Of course, absolutely, and with that in mind, another question just popped into my head – what changes do you think might be needed to make science a more accessible career for women (and men) facing those kinds of barriers?

I think provision of childcare would help an awful lot. And also things that some people are doing already, like not having meetings on Friday afternoons. Things that mean people are able to pick up their kids at sensible times and that sort of thing, I think, would help an awful lot. Yeah, I think childcare, definitely it’s a big one.

Yeah, just making things more physically accessible and have provision in place, so you can physically do your work, without having to compromise.

And the other one, I would say, is fewer precarious contracts. So, most researchers, both men and women, are on fixed term contracts, which means planning for your life in the long-term is difficult. So stepping away from that, or any improvements that can be made to that system, I think would also be really beneficial.

Excellent, that’s a really good point. This has been a really interesting conversation and I really appreciate your time and your candour. Thank you!

After speaking with Dr Ewing, I took time to reflect on our conversation and on my own experiences in light of what we discussed. Overall, it would seem the situation for women in science is improving and the barriers to success are gradually being removed. In the workplace, there are still some physical improvements to be made, such as childcare provision and better job security, which could be beneficial to the scientific workforce across the board, not just women.

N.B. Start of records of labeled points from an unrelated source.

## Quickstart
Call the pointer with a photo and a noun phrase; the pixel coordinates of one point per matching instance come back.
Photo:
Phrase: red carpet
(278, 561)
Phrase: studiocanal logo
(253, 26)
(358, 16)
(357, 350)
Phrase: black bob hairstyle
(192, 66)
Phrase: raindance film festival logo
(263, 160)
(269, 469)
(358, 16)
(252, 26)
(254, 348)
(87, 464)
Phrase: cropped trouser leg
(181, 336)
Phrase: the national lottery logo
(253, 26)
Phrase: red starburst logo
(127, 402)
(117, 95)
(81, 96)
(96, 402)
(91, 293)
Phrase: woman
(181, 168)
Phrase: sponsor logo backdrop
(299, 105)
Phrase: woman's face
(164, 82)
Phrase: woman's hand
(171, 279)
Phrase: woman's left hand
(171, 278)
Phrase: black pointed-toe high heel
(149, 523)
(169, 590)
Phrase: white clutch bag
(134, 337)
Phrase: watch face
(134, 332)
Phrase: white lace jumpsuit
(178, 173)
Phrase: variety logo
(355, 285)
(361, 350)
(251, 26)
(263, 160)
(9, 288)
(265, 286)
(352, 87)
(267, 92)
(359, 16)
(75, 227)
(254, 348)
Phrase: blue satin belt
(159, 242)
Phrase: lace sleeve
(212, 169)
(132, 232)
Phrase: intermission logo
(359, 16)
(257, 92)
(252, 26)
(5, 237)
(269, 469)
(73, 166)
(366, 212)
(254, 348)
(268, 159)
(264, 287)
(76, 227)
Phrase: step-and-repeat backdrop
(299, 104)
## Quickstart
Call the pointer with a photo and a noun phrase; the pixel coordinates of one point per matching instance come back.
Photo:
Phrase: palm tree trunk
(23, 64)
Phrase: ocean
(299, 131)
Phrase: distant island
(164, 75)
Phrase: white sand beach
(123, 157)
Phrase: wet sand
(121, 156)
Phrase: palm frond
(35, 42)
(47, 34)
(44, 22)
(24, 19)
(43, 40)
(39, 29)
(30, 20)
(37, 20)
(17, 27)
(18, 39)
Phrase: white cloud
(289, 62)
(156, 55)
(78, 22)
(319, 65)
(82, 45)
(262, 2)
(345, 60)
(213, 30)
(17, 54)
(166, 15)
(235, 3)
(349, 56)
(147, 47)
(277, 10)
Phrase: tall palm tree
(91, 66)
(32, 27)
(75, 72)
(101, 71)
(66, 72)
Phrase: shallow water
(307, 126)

Of most interest to me though, were the intangible qualities that Dr Ewing spoke of. A need for confidence and persistence, for good mentorship, for allies and champions that keep you moving forward when your self-belief fails you. 

Side image of a DeLorean DMC-12 as featured in the Back to the Future films.

Maybe one day …! Image credit: Kevin Abato CC BY-SA 3.0

This is where I relate most strongly to her words. As a teenager and throughout my twenties, I lacked pretty much all of these things and, in doing so, allowed myself to be guided away from my career of choice. However, once I took the leap (with thanks, of course, to the fictional Drs Farrah-Fowler and Rostenkowski), I was doggedly persistent in my work, which in turn developed my self-confidence, attracted great mentors and opened up opportunities that led to me gaining my post at the MRC Human Genetics Unit. This leads me to think that, along with a need for more female role models to inspire future generations, work needs to be done not only within the industry itself, but far earlier in the process, such as programmes to develop young people’s confidence from an early age or setting up productive mentorship schemes through schools and universities.

Overall, however, I found our conversation to be encouraging and (cautiously) optimistic for future generations of female scientists. I am hopeful that more young women feel that science is a career that is not only desirable to them, but also that it is available to them – a genuine option; it may have taken me fifteen years to get here (pending functional DeLorean) but I now know this much to be true.


Many thanks again to Dr Ailith Ewing for her time and for speaking so openly with me. And many thanks to you for reading.